Au moins 71 policiers et rebelles ont été tués vendredi dans l’ouest de la Birmanie après des attaques que des musulmans rohingyas auraient commis contre plusieurs postes frontières, des violences sans précédent depuis des mois, selon les autorités birmanes.
Selon le dernier décompte publié par le gouvernement de la Prix Nobel de la paix Aung San Suu Kyi, 12 membres des forces de l’ordre et 59 « terroristes » rohingyas ont été tués.
« Militaires et policiers se battent ensemble contre les terroristes bengalis », avait déclaré un peu plus tôt le chef de l’armée, le général Min Aung Hlaing, sur sa page Facebook.
Les Rohingyas sont considérés comme des immigrés du Bangladesh voisin et appelés à ce titre « bengalis », le terme « rohingya » étant tabou en Birmanie, pays à majorité bouddhiste marqué par l’influence de moines radicaux qui dénoncent les musulmans comme une menace.
Il s’agit de l’épisode de violences le plus meurtrier depuis plusieurs mois dans cette région, l’Etat Rakhine, marquée par de fortes tensions entre musulmans et bouddhistes.
Y vivent des dizaines de milliers de Rohingyas, minorité musulmane victime de fortes discriminations en Birmanie, sans accès aux hôpitaux, aux écoles, au marché du travail.
Plus de 20 postes de police ont été attaqués par quelque 150 rebelles rohingyas tôt vendredi, a annoncé, avant l’armée, le gouvernement civil d’Aung San Suu Kyi.
Les combats se poursuivent
Le chef de l’armée birmane a souligné le fait que « les combats se poursuivaient » vendredi dans cette région frontalière du Bangladesh, notamment autour des postes de police des villages de Kyar Gaung Taung et Nat Chaung.
Des armes ont été dérobées dans plusieurs postes de police par les attaquants, équipés de poignards et autres objets contondants, a-t-il précisé.
Le mode opératoire ressemble à celui de la précédente série d’attaques meurtrières contre des postes frontières, en octobre 2016.
Ces affrontements avaient été suivis par la fuite au Bangladesh voisin de milliers de Rohingyas, qui avaient livré des récits des atrocités commises par l’armée après ces attaques: viols en réunion, tortures, meurtres et massacres.
Plusieurs des postes de police attaqués vendredi, à la frontière avec le Bangladesh, restaient encerclés vendredi dans la journée, selon des sources policières sur place interrogées par l’AFP.
« La situation est compliquée… Les militaires arrivent » en renfort, a témoigné vendredi matin un responsable policier de Buthidaung, non loin de la zone la plus touchée.
Le gouvernement birman a relevé vendredi « la coïncidence de ces attaques avec la publication du rapport final de la commission » dirigée par l’ancien secrétaire général de l’ONU Kofi Annan sur la situation dans l’Etat Rakhine.
La commission avait appelé jeudi la Birmanie à donner plus de droits à sa minorité musulmane des Rohingyas, notamment de mouvement, faute de quoi elle risquait de « se radicaliser ».
Kofi Annan a réagi aux attaques de vendredi, « inquiétante escalade dans la violence ». Il a appelé les forces de l’ordre à « la retenue » dans leur gestion de la crise.
Les dernières importantes attaques meurtrières contre des postes de police remontent à l’automne 2016. Elles avaient été suivies par un durcissement des actions de l’armée dans la région, avec incendies de villages et fuite massive de Rohingyas vers le Bangladesh voisin.
La nébuleuse des groupes rohingyas impliqués dans les violences n’est pas très claire.

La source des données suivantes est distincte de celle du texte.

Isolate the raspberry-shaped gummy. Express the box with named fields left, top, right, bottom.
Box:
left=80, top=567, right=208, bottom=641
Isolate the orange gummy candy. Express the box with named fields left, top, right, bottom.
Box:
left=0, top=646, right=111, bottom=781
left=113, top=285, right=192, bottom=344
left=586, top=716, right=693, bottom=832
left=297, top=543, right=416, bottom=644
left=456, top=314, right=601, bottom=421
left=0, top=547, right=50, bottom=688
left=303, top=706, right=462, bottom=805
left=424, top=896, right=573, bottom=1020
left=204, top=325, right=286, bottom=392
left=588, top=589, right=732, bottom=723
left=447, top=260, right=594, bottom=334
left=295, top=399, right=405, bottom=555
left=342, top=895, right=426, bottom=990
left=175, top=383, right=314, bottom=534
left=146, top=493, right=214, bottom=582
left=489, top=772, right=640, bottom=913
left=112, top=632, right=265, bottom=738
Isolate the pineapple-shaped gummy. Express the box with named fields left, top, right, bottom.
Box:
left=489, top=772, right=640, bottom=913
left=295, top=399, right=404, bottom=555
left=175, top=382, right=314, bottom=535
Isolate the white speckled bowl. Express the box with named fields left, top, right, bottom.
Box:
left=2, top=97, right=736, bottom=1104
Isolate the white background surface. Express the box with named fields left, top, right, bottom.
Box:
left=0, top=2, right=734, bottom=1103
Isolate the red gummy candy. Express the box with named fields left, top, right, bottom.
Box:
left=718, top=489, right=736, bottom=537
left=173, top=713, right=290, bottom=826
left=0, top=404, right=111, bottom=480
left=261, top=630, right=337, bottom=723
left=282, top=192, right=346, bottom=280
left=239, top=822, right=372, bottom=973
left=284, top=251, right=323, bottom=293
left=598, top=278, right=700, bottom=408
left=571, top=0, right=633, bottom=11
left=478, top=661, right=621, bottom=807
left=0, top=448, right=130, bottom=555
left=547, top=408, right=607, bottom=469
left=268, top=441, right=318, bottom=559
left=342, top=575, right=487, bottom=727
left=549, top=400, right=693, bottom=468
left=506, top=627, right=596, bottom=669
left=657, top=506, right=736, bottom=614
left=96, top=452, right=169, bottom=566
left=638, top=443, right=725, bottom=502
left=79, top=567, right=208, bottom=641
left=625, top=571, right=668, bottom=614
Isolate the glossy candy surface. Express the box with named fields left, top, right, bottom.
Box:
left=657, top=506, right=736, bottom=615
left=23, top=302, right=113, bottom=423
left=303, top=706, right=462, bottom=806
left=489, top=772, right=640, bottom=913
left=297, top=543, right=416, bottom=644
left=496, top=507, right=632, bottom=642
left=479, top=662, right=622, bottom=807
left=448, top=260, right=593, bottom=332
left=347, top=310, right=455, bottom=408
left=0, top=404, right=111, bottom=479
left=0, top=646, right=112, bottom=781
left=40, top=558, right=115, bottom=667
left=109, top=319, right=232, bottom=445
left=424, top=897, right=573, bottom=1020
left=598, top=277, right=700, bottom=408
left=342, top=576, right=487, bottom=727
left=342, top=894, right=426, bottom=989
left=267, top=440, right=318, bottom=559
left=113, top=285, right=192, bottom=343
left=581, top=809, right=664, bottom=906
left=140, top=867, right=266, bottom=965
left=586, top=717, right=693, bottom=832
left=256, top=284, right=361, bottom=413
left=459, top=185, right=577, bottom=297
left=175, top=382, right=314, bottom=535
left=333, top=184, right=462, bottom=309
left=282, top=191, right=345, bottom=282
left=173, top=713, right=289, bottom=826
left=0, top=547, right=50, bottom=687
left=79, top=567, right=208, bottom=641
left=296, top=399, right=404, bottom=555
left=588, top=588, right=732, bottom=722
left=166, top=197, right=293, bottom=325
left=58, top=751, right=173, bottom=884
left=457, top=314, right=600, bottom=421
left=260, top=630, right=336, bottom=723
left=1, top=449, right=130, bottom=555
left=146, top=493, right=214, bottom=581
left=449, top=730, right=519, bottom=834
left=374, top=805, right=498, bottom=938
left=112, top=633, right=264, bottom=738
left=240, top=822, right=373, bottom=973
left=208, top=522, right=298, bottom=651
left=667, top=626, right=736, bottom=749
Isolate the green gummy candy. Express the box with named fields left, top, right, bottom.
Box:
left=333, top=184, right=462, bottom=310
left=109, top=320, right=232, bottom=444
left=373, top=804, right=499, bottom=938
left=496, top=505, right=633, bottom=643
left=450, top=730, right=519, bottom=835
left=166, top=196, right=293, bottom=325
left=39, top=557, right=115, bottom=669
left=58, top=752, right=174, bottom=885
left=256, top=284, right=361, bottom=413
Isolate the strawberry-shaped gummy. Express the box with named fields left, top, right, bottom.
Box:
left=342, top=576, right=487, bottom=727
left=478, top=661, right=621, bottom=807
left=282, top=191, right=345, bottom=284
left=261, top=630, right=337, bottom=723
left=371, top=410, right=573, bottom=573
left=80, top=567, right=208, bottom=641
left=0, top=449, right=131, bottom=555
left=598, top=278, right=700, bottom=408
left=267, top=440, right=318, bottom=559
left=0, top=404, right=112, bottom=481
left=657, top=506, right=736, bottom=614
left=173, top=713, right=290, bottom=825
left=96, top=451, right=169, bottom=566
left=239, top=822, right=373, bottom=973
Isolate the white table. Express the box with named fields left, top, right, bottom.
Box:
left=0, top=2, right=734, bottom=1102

Se détache un groupe, l’Arakan Rohingya Salvation Army (ARSA), qui assure mener l’insurrection depuis les montagnes de la zone de May Yu, dans le nord de l’Etat Rakhine.
La situation est particulièrement difficile pour les 120.000 musulmans vivant dans des camps de déplacés en Etat Rakhine, d’où ils ne peuvent sortir qu’au compte-gouttes, sur laisser-passer.